Pethtel also took the boots he wore during the shooting and hid them in a building under a tarp, according to court documents.
When deputies contacted the two around 6 p.m., Pethtel pointed them toward a .22 caliber rifle hanging on a gun rack at the home. Investigators also recovered the handgun used in the shooting.
Pethtel is not legally permitted to have guns because he is a convicted felon in Oregon and Idaho.
According to court documents, he and the woman said they kept the guns belonging to a family member to protect themselves from wolves and for everyday carry because they were in a wilderness area.
“Each felt their safety from wolves outweighed the felony conviction restrictions of Pethtel in regard to firearm possession,” the probable cause statement reads.
Deputies say Pethtel then tried to fabricate a story about what happened.
He sent Facebook messages to others, saying (name redacted) became intoxicated and upset.

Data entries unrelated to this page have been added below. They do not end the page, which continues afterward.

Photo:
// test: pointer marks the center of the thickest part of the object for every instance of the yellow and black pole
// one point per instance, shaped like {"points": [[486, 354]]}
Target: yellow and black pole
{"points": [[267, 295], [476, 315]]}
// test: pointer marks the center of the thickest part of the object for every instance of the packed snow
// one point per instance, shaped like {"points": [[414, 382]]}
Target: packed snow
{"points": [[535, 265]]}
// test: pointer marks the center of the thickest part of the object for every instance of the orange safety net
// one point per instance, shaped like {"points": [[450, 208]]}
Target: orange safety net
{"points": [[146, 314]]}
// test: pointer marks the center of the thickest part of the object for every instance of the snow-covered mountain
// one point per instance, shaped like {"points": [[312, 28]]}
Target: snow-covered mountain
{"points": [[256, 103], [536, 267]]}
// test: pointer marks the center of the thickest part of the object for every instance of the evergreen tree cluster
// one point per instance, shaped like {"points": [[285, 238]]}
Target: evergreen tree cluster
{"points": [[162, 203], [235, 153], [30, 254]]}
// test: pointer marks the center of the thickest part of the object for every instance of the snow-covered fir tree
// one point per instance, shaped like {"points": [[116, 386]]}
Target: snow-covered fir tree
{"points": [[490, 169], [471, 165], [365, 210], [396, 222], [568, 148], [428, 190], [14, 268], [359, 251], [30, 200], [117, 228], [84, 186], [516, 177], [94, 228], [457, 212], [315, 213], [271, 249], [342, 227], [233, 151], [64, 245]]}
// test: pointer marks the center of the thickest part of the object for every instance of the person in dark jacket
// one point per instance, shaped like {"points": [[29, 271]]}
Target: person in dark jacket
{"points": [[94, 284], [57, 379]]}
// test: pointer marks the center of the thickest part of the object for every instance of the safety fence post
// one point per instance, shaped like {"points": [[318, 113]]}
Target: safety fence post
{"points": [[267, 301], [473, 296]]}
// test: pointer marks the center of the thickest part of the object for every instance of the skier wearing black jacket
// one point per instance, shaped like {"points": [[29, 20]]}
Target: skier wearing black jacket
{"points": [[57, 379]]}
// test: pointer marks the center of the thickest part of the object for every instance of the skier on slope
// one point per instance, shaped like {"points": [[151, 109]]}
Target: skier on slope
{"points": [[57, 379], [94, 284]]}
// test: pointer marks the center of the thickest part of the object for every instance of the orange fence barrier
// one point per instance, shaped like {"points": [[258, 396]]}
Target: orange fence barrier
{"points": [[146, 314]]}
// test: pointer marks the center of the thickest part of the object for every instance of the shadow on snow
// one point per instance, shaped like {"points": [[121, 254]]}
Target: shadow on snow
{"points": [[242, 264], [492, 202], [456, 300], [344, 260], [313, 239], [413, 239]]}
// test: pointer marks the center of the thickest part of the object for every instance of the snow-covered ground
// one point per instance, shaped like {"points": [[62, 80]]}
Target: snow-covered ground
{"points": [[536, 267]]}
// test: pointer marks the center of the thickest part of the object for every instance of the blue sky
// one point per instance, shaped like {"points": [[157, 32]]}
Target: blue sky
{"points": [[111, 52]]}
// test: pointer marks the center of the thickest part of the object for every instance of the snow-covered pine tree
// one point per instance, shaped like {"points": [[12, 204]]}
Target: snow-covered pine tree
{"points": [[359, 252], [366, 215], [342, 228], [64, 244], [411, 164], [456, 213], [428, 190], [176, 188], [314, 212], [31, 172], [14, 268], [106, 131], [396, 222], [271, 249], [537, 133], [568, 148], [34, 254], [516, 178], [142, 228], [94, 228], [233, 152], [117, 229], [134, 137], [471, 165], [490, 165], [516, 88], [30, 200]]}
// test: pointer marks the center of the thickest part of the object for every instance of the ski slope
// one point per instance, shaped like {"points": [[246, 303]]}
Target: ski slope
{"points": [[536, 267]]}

The messages then said (name redacted) drove away from the house in the truck with the ATV and a .22 handgun.
“That was the last time either Pethtel or (name redacted) had seen (name redacted) and they had no information as to his whereabouts when contacted by law enforcement on this date,” the affidavit reads. “The Facebook texts were an attempt to cover up Pethtel’s and (name redacted) involvements in this vehicle accident and apparent unlawful death scene.”
Pethtel was taken into custody and booked into the Ada County Jail before being transferred to the Lemhi County Jail.